Follow the rule: 1:10:60
The 1:10:60 metric is useful to help focus senior management’s minds on spending and setting the right strategy to create the most impactful results – a cyber defence that fits the needs of the business. Measuring the right metrics, using a fitted strategy yields the most effective results.
The ‘breakout time’, the time for an attacker to start moving laterally throughout a breached network, being counted in minutes for effective hackers, being able to quickly identify and contain breaches is essential to any cyber strategy. 1:10:60 rule is a guide to best practice as well as a metric to beat. Using this the enterprise commits to:
• Identifying breaches in 1 minute
• Investigating breaches in 10 minutes, and
• Remediating them in 60 minutes
Yet sadly this recommended best practice, enabled by strong procedures, trained staff and cloud-delivered technology solutions, may be ambitious for organisations used to measuring response times in days.

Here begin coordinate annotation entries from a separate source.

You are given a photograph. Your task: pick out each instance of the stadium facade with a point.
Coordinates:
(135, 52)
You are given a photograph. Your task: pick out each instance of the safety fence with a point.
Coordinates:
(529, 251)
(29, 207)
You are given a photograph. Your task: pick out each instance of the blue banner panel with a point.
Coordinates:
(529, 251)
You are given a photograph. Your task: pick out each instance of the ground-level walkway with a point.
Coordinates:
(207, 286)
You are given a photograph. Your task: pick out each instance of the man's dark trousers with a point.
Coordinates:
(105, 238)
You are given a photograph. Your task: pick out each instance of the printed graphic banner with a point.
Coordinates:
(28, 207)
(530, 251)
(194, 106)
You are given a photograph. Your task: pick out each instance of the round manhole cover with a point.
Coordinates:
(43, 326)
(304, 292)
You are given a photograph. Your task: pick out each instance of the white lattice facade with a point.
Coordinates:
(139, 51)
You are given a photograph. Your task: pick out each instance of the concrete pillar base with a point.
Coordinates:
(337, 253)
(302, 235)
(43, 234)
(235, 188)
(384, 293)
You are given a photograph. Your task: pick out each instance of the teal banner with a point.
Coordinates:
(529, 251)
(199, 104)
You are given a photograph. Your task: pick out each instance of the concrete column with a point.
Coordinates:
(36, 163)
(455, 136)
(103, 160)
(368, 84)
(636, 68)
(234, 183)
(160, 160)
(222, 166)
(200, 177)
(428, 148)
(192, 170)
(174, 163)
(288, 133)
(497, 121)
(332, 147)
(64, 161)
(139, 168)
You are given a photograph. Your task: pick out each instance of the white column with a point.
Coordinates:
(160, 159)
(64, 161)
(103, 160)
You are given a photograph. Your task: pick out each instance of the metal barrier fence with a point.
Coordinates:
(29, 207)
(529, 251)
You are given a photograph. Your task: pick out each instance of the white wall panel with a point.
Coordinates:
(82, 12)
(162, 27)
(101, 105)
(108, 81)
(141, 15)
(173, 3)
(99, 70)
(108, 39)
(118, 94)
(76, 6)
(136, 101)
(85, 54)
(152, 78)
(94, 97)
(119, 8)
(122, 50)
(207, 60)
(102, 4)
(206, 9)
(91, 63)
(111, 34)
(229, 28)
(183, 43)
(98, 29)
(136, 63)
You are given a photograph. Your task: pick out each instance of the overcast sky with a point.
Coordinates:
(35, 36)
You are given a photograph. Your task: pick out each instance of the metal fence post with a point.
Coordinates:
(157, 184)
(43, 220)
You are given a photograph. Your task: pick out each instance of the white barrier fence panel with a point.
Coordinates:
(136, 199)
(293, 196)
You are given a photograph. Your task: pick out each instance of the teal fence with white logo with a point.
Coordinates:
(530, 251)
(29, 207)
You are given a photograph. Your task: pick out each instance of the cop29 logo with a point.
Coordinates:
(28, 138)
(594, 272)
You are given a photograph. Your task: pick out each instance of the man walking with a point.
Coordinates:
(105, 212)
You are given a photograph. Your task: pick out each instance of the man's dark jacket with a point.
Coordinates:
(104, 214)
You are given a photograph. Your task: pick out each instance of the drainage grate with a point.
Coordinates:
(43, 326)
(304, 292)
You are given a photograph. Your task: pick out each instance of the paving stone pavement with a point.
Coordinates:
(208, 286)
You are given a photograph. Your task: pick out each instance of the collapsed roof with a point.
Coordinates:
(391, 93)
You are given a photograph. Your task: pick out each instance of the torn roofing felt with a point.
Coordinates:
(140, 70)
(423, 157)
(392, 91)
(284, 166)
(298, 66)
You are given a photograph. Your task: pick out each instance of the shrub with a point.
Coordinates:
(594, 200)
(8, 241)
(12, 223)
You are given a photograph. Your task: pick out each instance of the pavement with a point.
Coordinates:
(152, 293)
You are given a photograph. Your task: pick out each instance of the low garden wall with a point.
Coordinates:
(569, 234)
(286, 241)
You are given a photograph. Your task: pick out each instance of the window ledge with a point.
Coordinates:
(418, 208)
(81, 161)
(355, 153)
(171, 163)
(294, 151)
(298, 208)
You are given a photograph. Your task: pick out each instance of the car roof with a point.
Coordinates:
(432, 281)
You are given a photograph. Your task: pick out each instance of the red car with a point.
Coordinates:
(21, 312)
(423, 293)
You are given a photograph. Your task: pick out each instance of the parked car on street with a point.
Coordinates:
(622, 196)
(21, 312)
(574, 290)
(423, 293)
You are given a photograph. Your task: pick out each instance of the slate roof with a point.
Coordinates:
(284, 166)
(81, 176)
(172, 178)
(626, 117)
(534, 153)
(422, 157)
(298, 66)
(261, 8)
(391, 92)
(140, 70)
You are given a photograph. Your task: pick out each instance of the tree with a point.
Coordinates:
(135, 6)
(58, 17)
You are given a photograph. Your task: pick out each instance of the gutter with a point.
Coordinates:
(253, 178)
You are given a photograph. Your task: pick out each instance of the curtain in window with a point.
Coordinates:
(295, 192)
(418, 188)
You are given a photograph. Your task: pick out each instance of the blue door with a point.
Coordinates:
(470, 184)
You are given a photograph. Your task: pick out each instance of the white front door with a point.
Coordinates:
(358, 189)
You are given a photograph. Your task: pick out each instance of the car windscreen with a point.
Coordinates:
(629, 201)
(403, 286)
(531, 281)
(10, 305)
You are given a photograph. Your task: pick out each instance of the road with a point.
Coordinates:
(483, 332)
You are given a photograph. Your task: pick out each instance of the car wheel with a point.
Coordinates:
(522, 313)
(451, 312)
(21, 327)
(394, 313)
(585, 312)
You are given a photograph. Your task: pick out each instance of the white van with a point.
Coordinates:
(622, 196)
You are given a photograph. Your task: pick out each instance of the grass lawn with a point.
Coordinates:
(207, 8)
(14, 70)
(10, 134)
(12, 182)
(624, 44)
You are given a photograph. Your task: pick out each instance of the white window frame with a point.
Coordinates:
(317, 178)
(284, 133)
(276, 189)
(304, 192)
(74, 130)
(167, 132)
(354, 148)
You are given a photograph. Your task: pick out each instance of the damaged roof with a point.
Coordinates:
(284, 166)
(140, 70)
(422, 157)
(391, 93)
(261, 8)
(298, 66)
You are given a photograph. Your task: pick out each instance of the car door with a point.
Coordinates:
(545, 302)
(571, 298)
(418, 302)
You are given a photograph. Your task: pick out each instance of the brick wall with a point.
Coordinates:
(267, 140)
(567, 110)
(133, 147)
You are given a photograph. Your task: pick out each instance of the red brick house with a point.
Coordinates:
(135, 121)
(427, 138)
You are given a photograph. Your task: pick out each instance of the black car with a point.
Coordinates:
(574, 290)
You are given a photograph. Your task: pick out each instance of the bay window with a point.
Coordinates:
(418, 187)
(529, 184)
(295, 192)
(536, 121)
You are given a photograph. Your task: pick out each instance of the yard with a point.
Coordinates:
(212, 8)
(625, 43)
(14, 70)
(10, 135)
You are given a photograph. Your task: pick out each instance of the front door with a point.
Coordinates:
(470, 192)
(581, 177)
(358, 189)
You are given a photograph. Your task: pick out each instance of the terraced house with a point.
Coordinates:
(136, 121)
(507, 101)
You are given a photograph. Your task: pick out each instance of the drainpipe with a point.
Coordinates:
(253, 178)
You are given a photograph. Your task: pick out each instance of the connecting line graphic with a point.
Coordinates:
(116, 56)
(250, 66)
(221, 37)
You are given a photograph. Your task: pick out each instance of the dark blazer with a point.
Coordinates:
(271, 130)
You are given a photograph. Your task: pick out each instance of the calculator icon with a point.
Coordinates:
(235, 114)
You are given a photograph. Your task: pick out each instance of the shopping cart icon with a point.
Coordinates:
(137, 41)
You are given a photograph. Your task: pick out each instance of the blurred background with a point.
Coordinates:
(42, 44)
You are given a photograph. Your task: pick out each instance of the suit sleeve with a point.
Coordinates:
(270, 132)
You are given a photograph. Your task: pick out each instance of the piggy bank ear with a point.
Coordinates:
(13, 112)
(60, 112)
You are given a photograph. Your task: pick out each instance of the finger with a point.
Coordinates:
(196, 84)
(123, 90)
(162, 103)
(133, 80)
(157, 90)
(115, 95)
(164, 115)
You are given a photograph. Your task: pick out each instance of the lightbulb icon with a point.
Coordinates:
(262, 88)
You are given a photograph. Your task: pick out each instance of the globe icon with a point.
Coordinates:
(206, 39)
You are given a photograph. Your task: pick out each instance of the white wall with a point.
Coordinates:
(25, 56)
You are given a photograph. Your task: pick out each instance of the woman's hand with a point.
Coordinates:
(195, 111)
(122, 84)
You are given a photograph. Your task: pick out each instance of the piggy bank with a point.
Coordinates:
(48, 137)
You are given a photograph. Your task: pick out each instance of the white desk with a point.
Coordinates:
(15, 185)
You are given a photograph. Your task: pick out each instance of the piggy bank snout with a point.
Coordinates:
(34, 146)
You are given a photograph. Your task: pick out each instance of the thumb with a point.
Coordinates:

In fact, organisations should be thinking in terms not only of speed, as per the 1:10:60 rule but also moving towards thinking about everyone and everything using corporate systems with ‘zero trust’. Simply put, systems should not trust any device until it can be verified. As such, when devices are introduced to networks they have to be authenticated. But what organisations will find is that transitioning security models is not an overnight process. It is a long-term change in strategy that needs to start in the C-suite and filter down. Companies with multiple incompatible legacy systems will find this especially hard. That being said, with more organisations moving to cloud environments now is the time for enterprises to take the step.
What to look for
Build a company on a strong technology platform since it’s the technology that keeps the team connected, productive and profitable. Seek a cyber strategy and solutions that:
• Use AI-powered protection for real-time, unparalleled visibility down to operations at the kernel level, into container awareness, and offer reporting to help secure cloud workloads without compromising enterprise performance.
• Offer proven endpoint protection to all workloads, regardless of their location: Physical servers and virtual machines, private data centres as well as instances running in public clouds including AWS, GCP and Azure. Display findings on easily understood dashboards to understand and monitor rapidly evolving and dynamic workloads.
• Can stop threats that are known – or unknown: Stop indicators of attack (IOA) rather than indicators of compromise (IOC), i.e. focus on detecting the intent of what an attacker is trying to accomplish, regardless of the malware or exploit used in an attack. Just like AV signatures, an IOC-based detection approach cannot detect the threats from malware-free intrusions and zero-day exploits. Next-generation security solutions use an IOA-based approach to protect from all threats; however they present.